This is a gun we use to pour Cydectin (a wormer) on cattle, and yes, that is a really, really old, ugly floor from the 50's.
4 or 5 times a day, I use that gun to empty the water out of the pump.
Next trip to town, we'll pick up a new pump, but for now, I pump:
With the temps hovering at the 100° mark, and my oven working overtime to feed a cowboy crew, we're sure wanting to keep that air conditioner humming.
However, trips to town have been put on hold for just bit. DH has been helping the neighbors brand for a few days in between our own cow works and my peace and quiet has been temporarily interrupted by a roofing crew:
This is not a fun time of year to be roofing in NM. It was 102°. I'm thinking that if I were a roofer in NM, I would be on that roof at 5 am and not show up at 11, but what do I know?
I imagine the average customer would not appreciate 6 roofers beating on their roof at 5 am, but heck, we're up and heading out at that hour.
I took a video while these guys were hammering away, but I can not figure out how to post it. I was trimming some HSTs and all you can really hear is the hammering and thuds, but they were singing at the tops of their lungs. A roofers' serenade!

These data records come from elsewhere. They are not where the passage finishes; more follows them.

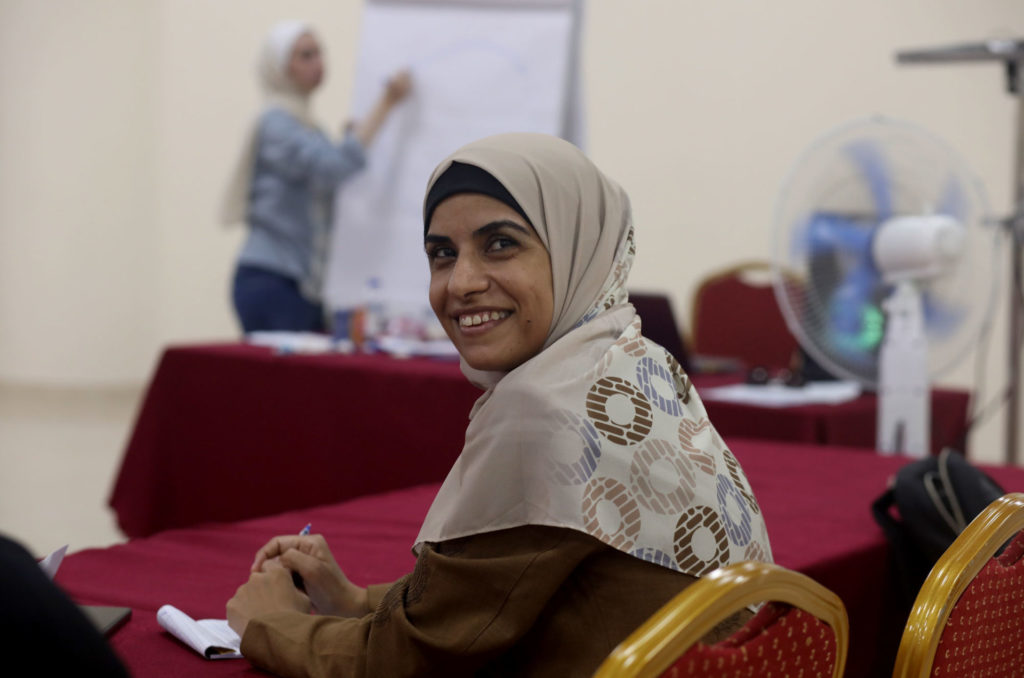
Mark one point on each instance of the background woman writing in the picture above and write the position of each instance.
(285, 181)
(591, 488)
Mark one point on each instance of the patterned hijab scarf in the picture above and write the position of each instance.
(601, 430)
(279, 92)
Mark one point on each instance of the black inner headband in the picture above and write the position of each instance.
(460, 177)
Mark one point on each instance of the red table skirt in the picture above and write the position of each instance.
(815, 501)
(232, 431)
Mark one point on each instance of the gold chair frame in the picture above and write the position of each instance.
(949, 579)
(649, 650)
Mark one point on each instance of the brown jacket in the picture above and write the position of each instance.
(527, 601)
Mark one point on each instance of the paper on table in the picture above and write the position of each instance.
(51, 562)
(211, 638)
(778, 395)
(293, 342)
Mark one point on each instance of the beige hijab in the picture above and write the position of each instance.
(600, 431)
(279, 92)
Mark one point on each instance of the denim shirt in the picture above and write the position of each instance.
(296, 171)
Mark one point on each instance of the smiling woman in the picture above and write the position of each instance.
(591, 488)
(489, 279)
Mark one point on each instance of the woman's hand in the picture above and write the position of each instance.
(325, 583)
(268, 591)
(395, 90)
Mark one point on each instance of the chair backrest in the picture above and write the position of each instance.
(658, 325)
(969, 616)
(803, 627)
(735, 314)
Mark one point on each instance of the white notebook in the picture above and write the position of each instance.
(211, 638)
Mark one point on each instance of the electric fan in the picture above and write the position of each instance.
(885, 264)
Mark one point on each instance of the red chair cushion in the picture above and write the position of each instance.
(734, 319)
(985, 633)
(779, 640)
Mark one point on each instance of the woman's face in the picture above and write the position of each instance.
(489, 281)
(305, 67)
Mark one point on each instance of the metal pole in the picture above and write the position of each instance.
(1017, 274)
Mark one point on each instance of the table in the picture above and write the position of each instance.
(815, 501)
(232, 431)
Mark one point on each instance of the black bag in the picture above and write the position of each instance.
(934, 500)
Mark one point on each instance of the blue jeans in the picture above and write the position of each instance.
(265, 300)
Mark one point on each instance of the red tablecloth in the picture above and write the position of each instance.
(233, 431)
(815, 501)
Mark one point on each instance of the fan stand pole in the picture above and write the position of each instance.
(1011, 53)
(1016, 225)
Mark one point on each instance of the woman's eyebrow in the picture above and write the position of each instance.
(430, 238)
(500, 223)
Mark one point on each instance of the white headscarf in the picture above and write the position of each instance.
(601, 430)
(279, 92)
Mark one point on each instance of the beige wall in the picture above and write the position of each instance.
(121, 120)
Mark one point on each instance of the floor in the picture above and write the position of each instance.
(59, 450)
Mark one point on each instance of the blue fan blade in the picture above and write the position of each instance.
(872, 167)
(952, 200)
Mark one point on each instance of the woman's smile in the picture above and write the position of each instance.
(489, 281)
(482, 321)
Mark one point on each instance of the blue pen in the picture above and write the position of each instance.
(296, 578)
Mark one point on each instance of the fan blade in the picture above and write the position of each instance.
(871, 164)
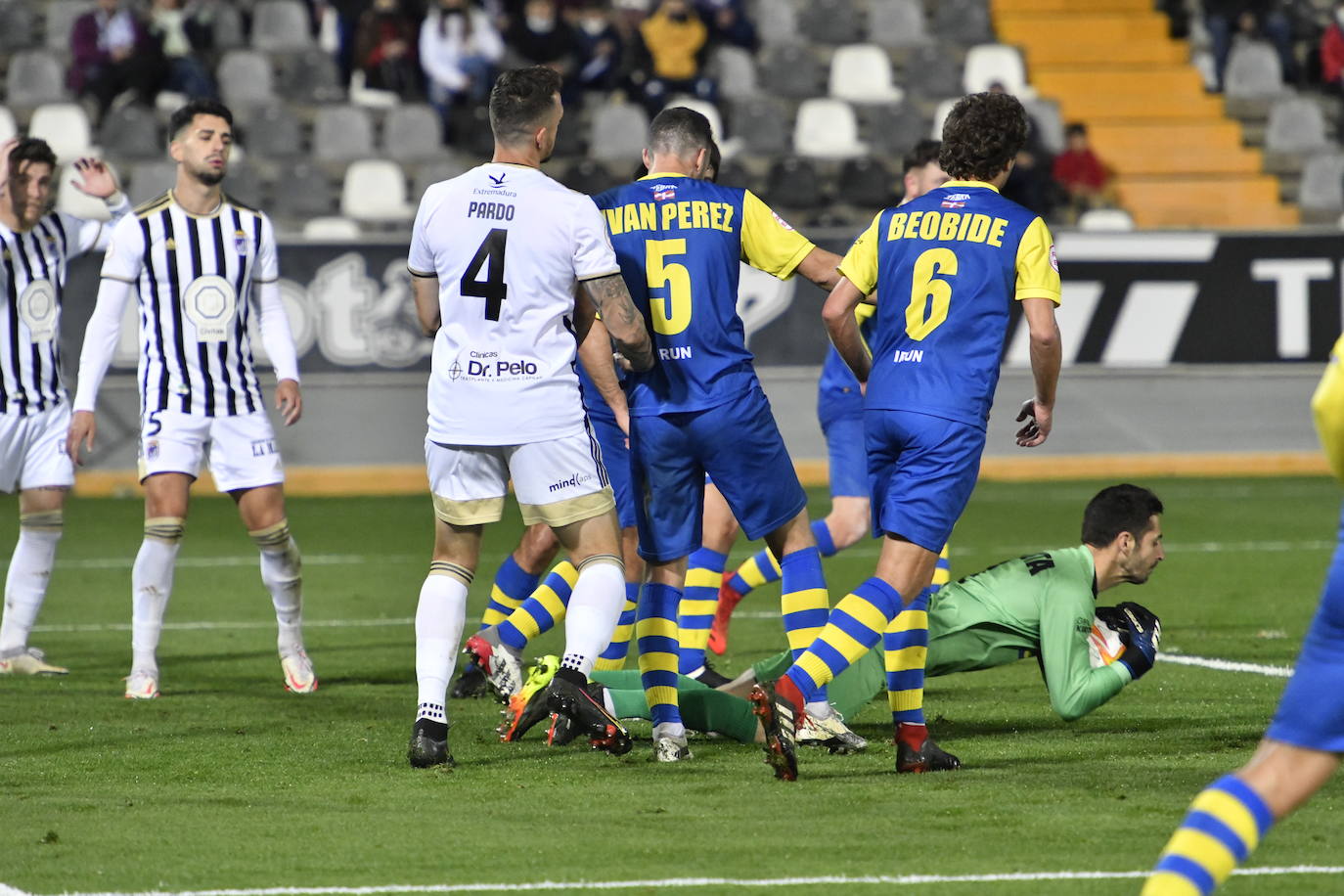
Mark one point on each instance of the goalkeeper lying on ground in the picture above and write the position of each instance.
(1042, 605)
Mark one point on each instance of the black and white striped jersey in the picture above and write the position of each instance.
(195, 278)
(32, 269)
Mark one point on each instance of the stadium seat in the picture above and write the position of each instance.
(413, 133)
(35, 76)
(331, 227)
(991, 64)
(341, 133)
(1105, 220)
(862, 72)
(130, 132)
(61, 19)
(827, 129)
(1322, 191)
(617, 132)
(376, 191)
(777, 22)
(793, 183)
(245, 78)
(829, 22)
(791, 70)
(866, 183)
(734, 68)
(898, 23)
(281, 25)
(931, 72)
(150, 179)
(1296, 125)
(65, 126)
(1253, 71)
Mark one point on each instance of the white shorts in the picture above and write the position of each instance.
(243, 452)
(557, 482)
(32, 450)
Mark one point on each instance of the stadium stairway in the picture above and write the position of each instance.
(1178, 157)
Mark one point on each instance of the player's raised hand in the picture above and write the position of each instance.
(1039, 418)
(94, 177)
(82, 430)
(290, 402)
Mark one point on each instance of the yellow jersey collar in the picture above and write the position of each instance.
(967, 183)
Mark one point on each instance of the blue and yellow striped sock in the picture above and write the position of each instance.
(513, 585)
(854, 626)
(543, 608)
(695, 615)
(656, 634)
(1224, 825)
(613, 657)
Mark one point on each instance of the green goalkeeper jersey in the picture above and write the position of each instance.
(1038, 605)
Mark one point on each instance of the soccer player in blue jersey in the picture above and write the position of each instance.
(946, 267)
(680, 242)
(1303, 745)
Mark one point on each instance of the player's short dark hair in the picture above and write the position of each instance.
(1118, 508)
(520, 100)
(201, 107)
(31, 150)
(679, 132)
(983, 133)
(926, 151)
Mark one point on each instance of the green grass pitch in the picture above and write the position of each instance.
(230, 782)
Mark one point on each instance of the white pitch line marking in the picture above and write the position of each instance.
(691, 882)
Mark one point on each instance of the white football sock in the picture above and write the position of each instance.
(594, 610)
(438, 629)
(283, 574)
(151, 586)
(25, 583)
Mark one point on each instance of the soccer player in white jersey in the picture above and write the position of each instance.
(201, 265)
(34, 406)
(496, 255)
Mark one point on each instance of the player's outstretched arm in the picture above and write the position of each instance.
(622, 320)
(1046, 356)
(843, 328)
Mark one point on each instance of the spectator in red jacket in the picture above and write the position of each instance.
(113, 55)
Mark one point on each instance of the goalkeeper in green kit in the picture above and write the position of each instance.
(1042, 605)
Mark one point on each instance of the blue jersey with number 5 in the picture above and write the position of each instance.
(680, 242)
(946, 266)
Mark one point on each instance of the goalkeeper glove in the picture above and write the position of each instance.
(1142, 633)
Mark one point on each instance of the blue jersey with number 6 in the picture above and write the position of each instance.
(679, 242)
(946, 266)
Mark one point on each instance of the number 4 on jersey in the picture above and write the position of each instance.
(492, 289)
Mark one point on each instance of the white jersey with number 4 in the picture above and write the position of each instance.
(509, 246)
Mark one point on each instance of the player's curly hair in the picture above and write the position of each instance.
(519, 100)
(983, 133)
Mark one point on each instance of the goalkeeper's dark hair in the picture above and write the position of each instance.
(983, 133)
(926, 151)
(1118, 508)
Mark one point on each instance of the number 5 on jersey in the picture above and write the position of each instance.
(492, 289)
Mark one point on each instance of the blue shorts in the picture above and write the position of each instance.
(615, 458)
(920, 471)
(737, 443)
(847, 456)
(1311, 713)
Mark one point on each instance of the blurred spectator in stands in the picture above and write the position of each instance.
(1081, 173)
(541, 38)
(729, 23)
(672, 50)
(459, 50)
(600, 47)
(1226, 19)
(384, 49)
(182, 34)
(113, 57)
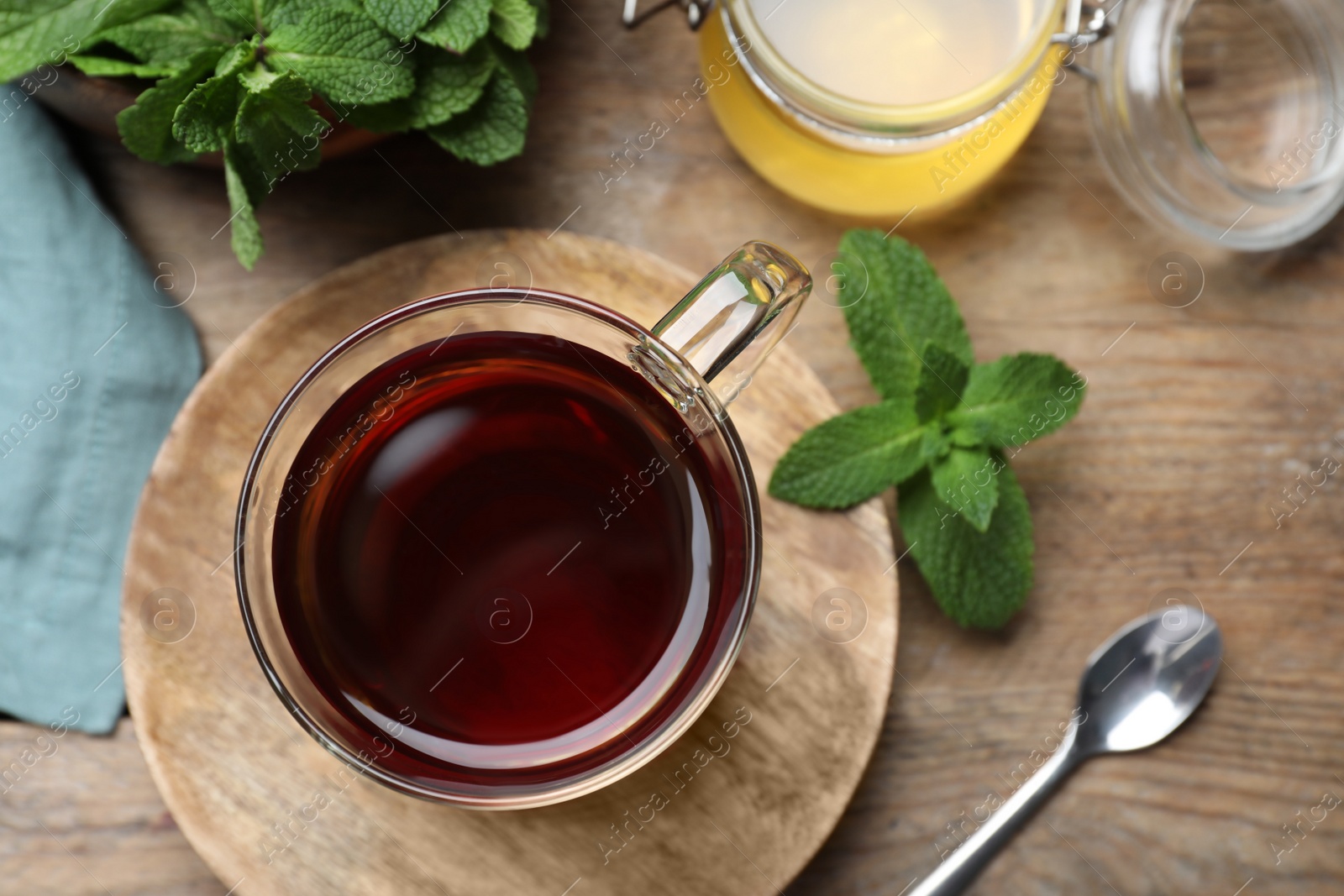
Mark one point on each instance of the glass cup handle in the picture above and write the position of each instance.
(730, 322)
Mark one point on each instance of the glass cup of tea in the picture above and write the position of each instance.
(499, 548)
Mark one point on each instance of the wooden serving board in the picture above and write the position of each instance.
(270, 812)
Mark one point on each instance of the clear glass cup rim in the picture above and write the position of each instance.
(685, 716)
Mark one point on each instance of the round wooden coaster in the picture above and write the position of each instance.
(273, 813)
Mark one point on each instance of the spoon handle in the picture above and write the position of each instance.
(961, 867)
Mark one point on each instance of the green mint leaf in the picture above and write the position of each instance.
(123, 11)
(244, 230)
(851, 457)
(904, 307)
(448, 85)
(941, 379)
(385, 117)
(147, 128)
(967, 481)
(245, 16)
(1016, 399)
(514, 22)
(35, 33)
(515, 65)
(980, 579)
(459, 24)
(281, 132)
(491, 130)
(165, 39)
(205, 120)
(402, 18)
(288, 13)
(343, 55)
(107, 67)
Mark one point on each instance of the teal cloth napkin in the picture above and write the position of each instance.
(94, 363)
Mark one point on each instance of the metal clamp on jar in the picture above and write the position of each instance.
(1222, 121)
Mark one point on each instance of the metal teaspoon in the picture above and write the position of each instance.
(1137, 688)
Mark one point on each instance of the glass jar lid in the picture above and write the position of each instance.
(1225, 118)
(1218, 118)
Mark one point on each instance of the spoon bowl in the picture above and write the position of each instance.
(1147, 680)
(1137, 688)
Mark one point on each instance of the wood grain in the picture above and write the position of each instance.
(266, 806)
(1189, 432)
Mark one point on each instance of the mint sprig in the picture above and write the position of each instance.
(262, 81)
(941, 432)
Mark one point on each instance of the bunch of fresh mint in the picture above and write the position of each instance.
(244, 76)
(938, 434)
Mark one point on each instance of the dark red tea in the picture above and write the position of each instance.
(506, 559)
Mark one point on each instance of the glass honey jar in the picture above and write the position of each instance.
(1221, 120)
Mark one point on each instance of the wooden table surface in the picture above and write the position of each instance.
(1195, 422)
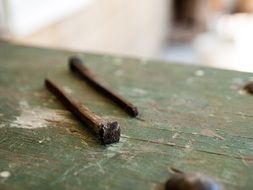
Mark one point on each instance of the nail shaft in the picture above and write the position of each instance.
(108, 132)
(78, 67)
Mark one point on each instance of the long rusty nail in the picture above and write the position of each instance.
(108, 132)
(192, 181)
(249, 87)
(78, 67)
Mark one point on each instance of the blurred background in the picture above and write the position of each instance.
(216, 33)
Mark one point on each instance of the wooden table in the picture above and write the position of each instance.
(192, 118)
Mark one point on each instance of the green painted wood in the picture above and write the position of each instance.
(191, 118)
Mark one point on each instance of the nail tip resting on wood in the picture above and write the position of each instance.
(108, 132)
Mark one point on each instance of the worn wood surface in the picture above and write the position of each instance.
(191, 118)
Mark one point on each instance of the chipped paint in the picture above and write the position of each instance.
(199, 73)
(5, 174)
(35, 117)
(210, 133)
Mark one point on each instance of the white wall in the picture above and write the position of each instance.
(23, 17)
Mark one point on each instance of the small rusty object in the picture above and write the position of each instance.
(191, 181)
(249, 87)
(108, 132)
(76, 65)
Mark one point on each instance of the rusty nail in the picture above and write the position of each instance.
(108, 132)
(77, 66)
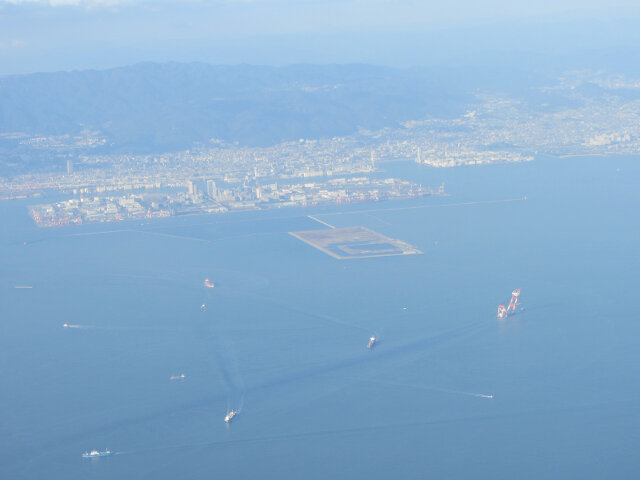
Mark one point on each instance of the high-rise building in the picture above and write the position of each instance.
(192, 188)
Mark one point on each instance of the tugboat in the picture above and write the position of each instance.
(230, 416)
(96, 453)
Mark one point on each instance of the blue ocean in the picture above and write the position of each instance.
(448, 391)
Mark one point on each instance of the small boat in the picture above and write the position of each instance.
(96, 453)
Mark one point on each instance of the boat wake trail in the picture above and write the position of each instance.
(421, 344)
(430, 388)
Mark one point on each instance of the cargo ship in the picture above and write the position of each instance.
(230, 416)
(96, 453)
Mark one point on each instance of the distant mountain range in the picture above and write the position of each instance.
(155, 107)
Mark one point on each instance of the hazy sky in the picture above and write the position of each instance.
(40, 35)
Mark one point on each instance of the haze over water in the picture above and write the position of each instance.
(448, 392)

They worked 3 days last week. They do not work on Saturday and on Friday evening we had a heck of a wind storm that made the dirt and shingles... and plywood... and felting... and everything else that was not nailed down, fly. It's a mess and I'm sure they will not be happy come Monday.
Praise God we are getting a new roof.
Wishing it was going to be a tin one, but in a drought ravaged ranch country, I'll take what I can get, and be darn thankful for it. Maybe I've got some of Grandma Lillian in me after all.